She is a lawyer, she knows all your student rights and she is the go-to-woman when you have a Kafkaesque issue at University of Copenhagen

As a student, life is hard enough, trying to balance academic ambitions, tedious school labour and financial survival. When also faced with bureaucratic challenges from your own university, it can feel like drowning in a sewer.

For this reason, the rector took the initiative and created the first ever UCPH student ambassador. The decision was brought about as a student wrongly accused of theft, in the high tides of the Penkowa-scandal, revealed UCPH’s complex and entangled rule systems.

After a long selection process, not that dissimilar to X-factor tryouts, it was 37 year old lawyer Tine Kaare who was chosen.

Rights, dispensations

So who is this all-student’s-superwoman?
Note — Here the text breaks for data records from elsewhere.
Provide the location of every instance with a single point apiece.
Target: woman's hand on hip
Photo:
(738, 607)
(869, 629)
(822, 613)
In an old, beautifully restored office at the University Library, you can find Tine Kaare. Her office space has a see-through door, which corresponds well with the thought behind the student ambassador.

“Although it can be a bit difficult to get into the building here”, Tine laughs, “I really want all students to know that they are always welcome to stop by. I will even come to them” she says.
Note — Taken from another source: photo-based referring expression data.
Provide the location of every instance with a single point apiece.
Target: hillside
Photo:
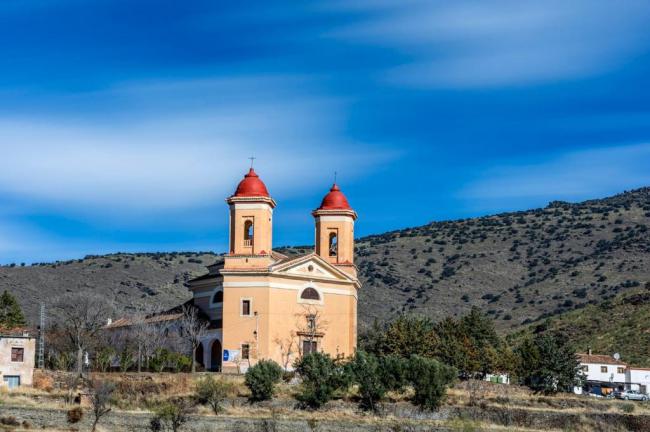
(518, 267)
(621, 324)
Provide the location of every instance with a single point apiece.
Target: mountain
(619, 325)
(519, 267)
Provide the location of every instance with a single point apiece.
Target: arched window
(248, 233)
(309, 294)
(333, 244)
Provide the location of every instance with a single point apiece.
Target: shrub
(213, 392)
(173, 413)
(627, 407)
(262, 378)
(75, 415)
(394, 372)
(365, 371)
(321, 377)
(430, 379)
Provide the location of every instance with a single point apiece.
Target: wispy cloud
(571, 176)
(477, 44)
(186, 143)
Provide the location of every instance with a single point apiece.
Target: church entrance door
(215, 356)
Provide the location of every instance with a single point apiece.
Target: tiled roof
(599, 359)
(14, 332)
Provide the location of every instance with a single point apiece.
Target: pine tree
(10, 313)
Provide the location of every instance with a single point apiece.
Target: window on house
(309, 294)
(333, 244)
(17, 354)
(311, 323)
(245, 351)
(246, 307)
(309, 347)
(248, 233)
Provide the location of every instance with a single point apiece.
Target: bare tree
(194, 328)
(148, 333)
(311, 326)
(101, 393)
(288, 348)
(82, 317)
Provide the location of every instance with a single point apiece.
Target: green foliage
(405, 336)
(470, 343)
(548, 363)
(213, 392)
(74, 415)
(321, 377)
(430, 380)
(173, 413)
(394, 372)
(262, 378)
(11, 315)
(366, 371)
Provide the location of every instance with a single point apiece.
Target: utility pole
(41, 339)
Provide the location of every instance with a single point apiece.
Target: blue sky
(125, 124)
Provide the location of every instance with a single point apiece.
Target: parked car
(630, 395)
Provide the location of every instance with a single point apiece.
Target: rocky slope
(518, 267)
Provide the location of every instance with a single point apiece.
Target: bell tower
(251, 224)
(335, 230)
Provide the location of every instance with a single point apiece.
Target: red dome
(251, 186)
(335, 200)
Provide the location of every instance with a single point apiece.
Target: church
(265, 305)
Yet, 61 students have somehow found their way to Tine. Some students knock because they have been accused of cheating and need someone to inform them about their rights. Others asks about applications for dispensation or the wait for exam results.

Its all about the end users

Decorated by more empty bookshelves than books, Tine has brought in her personal collection of hippopotamuses from a long career in public administration.

One is from Uganda, one she got from her niece from a Christmas fair, several were given to her form co-workers at the Danish Immigration Service, a few she found herself. Prior to helping frustrated students at University of Copenhagen, she has spent most of her professional life after graduating law school helping frustrated asylum-seekers in Denmark.

“To me, what is motivating, is to feel that you make a difference to someone. Whether that someone is an asylum seeker from Rwanda, a student of humanities or an unemployed single mother”, Tine says, “it is all about the end users and accommodating their needs”.